Assimilation of wall-pressure measurements in direct numerical simulations of high-speed flow over a cone-flare geometry

TL;DR

This study demonstrates the importance of assimilating comprehensive wall-pressure data in high-speed flow simulations to accurately predict flow separation and shock interactions over a cone-flare geometry.

Contribution

It introduces an ensemble-variational data assimilation approach for direct numerical simulations of Mach 6 flow, highlighting the necessity of using all sensor data for accurate flow prediction.

Findings

Assimilating all sensor data is crucial for accurate separation prediction.

Simulations reveal localized disturbance amplification beneath the separation shock.

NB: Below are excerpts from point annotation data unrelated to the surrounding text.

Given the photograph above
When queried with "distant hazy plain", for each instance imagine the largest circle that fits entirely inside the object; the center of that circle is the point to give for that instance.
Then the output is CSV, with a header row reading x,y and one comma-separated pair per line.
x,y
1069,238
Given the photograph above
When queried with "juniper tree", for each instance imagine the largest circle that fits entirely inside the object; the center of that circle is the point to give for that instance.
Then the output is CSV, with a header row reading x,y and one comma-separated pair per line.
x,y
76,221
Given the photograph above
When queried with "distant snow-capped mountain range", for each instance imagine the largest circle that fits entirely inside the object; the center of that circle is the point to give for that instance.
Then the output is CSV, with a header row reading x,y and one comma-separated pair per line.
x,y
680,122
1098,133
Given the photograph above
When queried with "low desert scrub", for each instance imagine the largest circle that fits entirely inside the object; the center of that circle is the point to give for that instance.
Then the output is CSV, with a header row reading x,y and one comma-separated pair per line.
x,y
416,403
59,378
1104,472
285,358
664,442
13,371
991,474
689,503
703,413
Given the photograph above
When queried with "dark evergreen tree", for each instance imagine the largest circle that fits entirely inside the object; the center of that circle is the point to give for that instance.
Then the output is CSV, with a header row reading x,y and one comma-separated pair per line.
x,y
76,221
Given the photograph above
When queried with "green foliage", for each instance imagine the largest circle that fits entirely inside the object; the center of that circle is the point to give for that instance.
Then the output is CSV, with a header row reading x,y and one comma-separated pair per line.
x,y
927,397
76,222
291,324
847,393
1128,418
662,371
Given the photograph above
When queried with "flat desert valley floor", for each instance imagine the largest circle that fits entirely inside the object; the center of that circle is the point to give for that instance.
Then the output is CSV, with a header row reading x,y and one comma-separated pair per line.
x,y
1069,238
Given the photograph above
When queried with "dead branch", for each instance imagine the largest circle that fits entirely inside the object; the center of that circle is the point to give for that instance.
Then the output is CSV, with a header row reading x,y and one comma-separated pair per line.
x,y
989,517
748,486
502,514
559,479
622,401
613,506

Flow features rope-like structures similar to experimental observations.

Abstract

Ensemble-variational (EnVar) assimilation of wall-pressure measurements in direct numerical simulations of Mach 6 flow over a cone-flare is performed. The experimental data include pressure spectra and intensities from seven wall-mounted PCB sensors positioned upstream, within, and downstream of the separation region induced by the compression corner. Assimilation of the first two sensors only, all upstream of separation, is insufficient to accurately predict the downstream flow. Assimilating all the sensor data is shown to be essential to correctly predict separation onset and the downstream wall-pressure data. Similar to the experiments, the assimilated flow features intense rope-like structures in the attached region. The simulations additionally predict a localized amplification of disturbances beneath the separation shock, where experimental data are not available. This amplification results from the interaction of the boundary-layer instability modes with the compression shock. The simulations also capture the sharp decrease in wall-pressure intensity across separation, and the amplification of low-frequency three-dimensional disturbances within the recirculation bubble. Additionally, the computations highlight the uncertainty in the post-separation predictions due to the low-frequency unsteadiness of the separation shock. Oscillations of the streamwise velocity modulate the boundary-layer thickness, which in turn introduces variability in disturbance amplification.